Pinky napisał(a):Krzysiek, zastanów się czy aż tak bardzo zależy Ci na tym że chcesz jakąś może i wredną (może miała zły dzień) ale pewnie nie aż tak bardzo złą, ochroniarkę pozbawić pracy ? Złożyć skargę to żadna filozofia, szkoda tylko by było gdyby za twoje nerwy ona straciła źródło utrzymania. Wiem że z chamstwem i buractwem trzeba walczyć, ale mi osobiście by było troszkę żal kobiety. Jeśli zaś uważasz że warto to masz moje poparcie w czynach i słowie. :-D
Pozwolę sobie zabrać głos w temacie gdyż z racji tego, że byłam wczoraj w Plazie z Krzyśkiem, byłam również uczestnikiem całego zajścia (co za szkoda, że nie miałam ze sobą swojego składaka)

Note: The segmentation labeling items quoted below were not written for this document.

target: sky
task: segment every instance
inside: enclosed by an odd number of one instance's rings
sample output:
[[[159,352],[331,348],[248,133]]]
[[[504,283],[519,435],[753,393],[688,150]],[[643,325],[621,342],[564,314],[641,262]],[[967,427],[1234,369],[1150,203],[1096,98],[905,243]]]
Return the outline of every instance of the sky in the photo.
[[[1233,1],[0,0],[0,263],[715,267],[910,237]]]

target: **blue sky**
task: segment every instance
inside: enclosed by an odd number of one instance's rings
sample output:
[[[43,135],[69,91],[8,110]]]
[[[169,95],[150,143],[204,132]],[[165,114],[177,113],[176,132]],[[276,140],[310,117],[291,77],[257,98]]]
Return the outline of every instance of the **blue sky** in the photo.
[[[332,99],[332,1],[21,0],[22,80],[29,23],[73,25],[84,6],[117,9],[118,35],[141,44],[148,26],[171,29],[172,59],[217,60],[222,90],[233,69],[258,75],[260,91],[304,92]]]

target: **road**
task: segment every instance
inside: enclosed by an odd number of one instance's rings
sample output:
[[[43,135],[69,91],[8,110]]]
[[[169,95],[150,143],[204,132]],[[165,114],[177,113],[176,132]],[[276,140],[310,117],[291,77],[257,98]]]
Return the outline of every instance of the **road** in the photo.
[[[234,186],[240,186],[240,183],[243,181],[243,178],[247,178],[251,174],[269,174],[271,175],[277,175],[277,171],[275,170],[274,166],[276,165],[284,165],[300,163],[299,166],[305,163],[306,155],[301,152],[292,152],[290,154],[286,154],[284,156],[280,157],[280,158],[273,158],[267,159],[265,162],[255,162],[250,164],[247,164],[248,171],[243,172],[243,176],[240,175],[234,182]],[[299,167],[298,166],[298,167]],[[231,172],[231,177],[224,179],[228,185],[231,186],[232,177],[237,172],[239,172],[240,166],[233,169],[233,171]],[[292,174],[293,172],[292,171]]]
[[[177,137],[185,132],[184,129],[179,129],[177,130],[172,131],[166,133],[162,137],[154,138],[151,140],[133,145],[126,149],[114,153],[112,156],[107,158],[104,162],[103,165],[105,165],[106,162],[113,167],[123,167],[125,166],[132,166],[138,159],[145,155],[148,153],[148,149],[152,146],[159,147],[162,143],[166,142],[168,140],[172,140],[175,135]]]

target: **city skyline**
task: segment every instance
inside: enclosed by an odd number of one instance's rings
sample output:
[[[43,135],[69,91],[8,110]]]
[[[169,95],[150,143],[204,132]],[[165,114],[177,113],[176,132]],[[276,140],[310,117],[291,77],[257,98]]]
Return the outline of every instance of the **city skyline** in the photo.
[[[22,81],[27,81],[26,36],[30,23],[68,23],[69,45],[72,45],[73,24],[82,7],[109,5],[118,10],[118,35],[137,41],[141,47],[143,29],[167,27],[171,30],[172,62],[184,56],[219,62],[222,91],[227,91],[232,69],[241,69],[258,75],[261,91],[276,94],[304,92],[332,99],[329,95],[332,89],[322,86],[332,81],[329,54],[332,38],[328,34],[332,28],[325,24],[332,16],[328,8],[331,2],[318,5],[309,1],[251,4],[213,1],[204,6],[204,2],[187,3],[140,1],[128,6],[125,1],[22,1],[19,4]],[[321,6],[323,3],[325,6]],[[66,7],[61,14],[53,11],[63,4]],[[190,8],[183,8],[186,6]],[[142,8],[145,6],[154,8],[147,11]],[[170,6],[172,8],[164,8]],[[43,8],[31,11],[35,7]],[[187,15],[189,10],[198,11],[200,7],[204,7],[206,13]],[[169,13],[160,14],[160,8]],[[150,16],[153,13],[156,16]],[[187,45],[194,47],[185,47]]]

Pomijając wszelkie kwestie formalne takie jak oznaczenia (a właściwie ich brak), tajemniczy regulamin i ustalenia między dyrekcją Plazy a ochroną, jestem zdania, że pewne sytuacje miejsca mieć nie powinny bez względu na okoliczności. Chodzi mi o zachowanie babki od monitoringu. Było skandaliczne!!!! O ile pracownicy ochrony byli skłonni do rozmowy, zrozumienia sytuacji i różnicy między normalnym rowerem a składakiem tak ta kobieta była zamknięta na myślenie i dialog absolutnie.
Zawsze jestem za ludzkim podejściem i rozważeniem wszystkich ewentualnych konsekwencji decyzji które się podejmuje, ale w tym wypadku nie miałabym skrupułów i sama zastanawiam się nad wystosowaniem swojej opinii na temat podejścia tej pani.
Od momentu naszego spotkania z ochroniarzem, z radia przez które się z nim komunikowała słychać było tylko (przepraszam za określenie) darcie mordy. Sposób komunikacji z nami nie odbiegał za bardzo od standardu przyjętego w komunikacji z pracownikami, dodatkowo nie próbowała podjąć żadnego dialogu, nie miała żadnych argumentów poza tymi "bo tak" a kiedy nie umiała zareagować na nasze argumenty, bezczelnie odwracała się plecami i odchodziła. Zdarzyło jej się też komunikaty dla nas przekazywać przez ochroniarza, pomimo tego, że staliśmy tuż obok.
W sumie nie dziwię się, że siedzi w pokoju z monitoringiem, ale biorąc pod uwagę jej podejście i umiejętności komunikowania się, w ogóle nie powinna wychodzić do ludzi.